Re: Update on the spinlock->pthread_mutex patch experimental: replace s_lock spinlock code with pthread_mutex on linux

From: Nils Goroll <slink(at)schokola(dot)de>
To: Jeff Janes <jeff(dot)janes(at)gmail(dot)com>
Cc: Robert Haas <robertmhaas(at)gmail(dot)com>, Tom Lane <tgl(at)sss(dot)pgh(dot)pa(dot)us>, Martijn van Oosterhout <kleptog(at)svana(dot)org>, Merlin Moncure <mmoncure(at)gmail(dot)com>, pgsql-hackers(at)postgresql(dot)org
Subject: Re: Update on the spinlock->pthread_mutex patch experimental: replace s_lock spinlock code with pthread_mutex on linux
Date: 2012-07-01 21:28:30
Message-ID: 4FF0C0FE.3010608@schokola.de
Views: Raw Message | Whole Thread | Download mbox | Resend email
Thread:
Lists: pgsql-hackers

Hi Jeff,

>>> It looks like the hacked code is slower than the original. That
>>> doesn't seem so good to me. Am I misreading this?
>>
>> No, you are right - in a way. This is not about maximizing tps, this is about
>> maximizing efficiency under load situations
>
> But why wouldn't this maximized efficiency present itself as increased TPS?

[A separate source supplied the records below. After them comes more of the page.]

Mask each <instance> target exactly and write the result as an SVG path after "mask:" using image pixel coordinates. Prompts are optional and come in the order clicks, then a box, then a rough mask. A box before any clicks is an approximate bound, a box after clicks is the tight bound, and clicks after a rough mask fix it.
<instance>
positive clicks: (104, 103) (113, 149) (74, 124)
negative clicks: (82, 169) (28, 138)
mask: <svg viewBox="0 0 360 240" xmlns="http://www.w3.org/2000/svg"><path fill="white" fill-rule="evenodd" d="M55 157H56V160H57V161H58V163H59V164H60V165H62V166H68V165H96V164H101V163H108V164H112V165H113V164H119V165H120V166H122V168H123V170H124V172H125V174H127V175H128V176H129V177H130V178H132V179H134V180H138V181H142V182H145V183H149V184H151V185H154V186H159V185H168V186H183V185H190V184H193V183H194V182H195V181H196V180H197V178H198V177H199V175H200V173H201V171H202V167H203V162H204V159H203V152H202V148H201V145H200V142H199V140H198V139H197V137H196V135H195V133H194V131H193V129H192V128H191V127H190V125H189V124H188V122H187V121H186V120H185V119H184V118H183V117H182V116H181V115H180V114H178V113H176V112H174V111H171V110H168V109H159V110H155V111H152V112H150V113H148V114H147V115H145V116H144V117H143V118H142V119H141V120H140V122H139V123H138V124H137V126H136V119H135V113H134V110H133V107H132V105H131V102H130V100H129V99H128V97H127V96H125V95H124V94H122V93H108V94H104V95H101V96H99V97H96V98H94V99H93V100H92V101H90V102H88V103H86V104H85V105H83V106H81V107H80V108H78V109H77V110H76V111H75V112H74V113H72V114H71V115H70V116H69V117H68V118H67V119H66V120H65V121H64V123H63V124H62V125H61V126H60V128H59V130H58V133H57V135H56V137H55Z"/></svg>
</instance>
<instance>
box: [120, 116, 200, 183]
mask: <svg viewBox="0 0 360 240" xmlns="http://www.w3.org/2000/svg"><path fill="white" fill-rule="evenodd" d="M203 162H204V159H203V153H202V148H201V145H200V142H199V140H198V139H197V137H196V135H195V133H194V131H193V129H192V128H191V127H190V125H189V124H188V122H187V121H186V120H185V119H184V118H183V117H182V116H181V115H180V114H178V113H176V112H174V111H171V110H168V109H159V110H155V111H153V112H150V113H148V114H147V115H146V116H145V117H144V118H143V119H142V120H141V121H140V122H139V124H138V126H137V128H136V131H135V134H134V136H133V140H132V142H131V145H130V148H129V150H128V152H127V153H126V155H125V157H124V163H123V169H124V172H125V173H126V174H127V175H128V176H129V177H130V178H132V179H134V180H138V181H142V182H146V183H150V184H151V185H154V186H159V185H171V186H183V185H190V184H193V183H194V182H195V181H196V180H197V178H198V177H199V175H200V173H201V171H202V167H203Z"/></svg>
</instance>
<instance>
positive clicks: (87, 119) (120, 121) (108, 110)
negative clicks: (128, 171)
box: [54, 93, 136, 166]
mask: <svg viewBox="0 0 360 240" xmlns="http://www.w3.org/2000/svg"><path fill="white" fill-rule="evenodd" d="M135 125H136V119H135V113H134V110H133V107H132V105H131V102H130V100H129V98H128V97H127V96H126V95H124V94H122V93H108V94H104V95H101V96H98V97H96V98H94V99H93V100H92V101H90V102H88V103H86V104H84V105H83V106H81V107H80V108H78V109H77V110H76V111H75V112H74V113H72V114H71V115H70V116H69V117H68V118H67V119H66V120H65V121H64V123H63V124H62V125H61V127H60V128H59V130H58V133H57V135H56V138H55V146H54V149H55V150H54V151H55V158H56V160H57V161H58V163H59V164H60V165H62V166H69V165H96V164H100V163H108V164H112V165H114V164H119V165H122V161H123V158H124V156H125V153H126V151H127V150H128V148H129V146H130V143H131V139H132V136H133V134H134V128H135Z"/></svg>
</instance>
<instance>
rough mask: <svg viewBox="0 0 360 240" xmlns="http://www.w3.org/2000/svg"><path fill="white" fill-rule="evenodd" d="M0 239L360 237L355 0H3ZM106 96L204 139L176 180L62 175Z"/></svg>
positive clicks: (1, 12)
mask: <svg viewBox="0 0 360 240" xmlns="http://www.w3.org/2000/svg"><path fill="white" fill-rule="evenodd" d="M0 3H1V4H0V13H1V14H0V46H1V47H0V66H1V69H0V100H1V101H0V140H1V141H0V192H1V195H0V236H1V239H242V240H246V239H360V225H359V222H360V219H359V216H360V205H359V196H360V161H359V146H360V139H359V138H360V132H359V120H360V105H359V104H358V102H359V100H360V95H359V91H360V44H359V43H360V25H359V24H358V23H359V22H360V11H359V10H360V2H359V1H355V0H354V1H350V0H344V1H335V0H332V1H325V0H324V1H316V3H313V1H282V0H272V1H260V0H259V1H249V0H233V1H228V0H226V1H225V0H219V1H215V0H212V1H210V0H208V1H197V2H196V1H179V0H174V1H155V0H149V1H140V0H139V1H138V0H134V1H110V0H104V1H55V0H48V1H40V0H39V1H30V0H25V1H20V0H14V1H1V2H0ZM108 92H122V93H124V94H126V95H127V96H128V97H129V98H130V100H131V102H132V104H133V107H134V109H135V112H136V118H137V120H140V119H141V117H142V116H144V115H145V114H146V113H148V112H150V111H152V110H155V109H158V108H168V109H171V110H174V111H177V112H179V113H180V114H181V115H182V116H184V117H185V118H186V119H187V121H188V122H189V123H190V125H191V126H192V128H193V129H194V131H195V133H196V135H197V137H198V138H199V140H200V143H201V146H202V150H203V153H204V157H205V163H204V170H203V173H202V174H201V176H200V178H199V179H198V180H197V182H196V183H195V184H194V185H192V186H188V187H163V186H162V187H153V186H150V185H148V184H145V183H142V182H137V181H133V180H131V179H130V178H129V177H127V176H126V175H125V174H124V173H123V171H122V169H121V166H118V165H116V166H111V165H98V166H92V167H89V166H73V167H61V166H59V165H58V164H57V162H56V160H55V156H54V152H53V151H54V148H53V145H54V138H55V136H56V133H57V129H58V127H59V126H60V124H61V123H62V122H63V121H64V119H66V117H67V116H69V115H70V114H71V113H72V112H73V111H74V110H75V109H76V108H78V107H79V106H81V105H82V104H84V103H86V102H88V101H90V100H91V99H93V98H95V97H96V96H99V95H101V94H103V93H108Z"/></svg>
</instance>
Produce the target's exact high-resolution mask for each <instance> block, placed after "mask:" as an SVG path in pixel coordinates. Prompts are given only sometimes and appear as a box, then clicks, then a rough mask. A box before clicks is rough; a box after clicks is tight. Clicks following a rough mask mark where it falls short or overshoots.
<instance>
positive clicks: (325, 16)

Because the latency of lock aquision influences TPS, but this is only marginally
related to the cost in terms of cpu cyclues to aquire the locks.

See my posting as of Sun, 01 Jul 2012 21:02:05 +0200 for an overview of my
understanding.

>>> Also, 20 transactions per connection is not enough of a run to make
>>> any evaluation on.
>>
>> As you can see I've repeated the tests 10 times. I've tested slight variations
>> as mentioned above, so I was looking for quick results with acceptable variation.
>
> Testing it 10 times doesn't necessarily improve things.

My intention was to average over the imperfections of rusage accounting because
I was maily interested in lowering rusage, not maximizing tps.

Yes, in order to get reliable results, I'd have to run longer tests, but
interestingly the results from my quick tests already approximated those from
the huge tests Robert has run with respect to the differences between unpatched
and patched.

> You should use at least -T30, rather than -t20.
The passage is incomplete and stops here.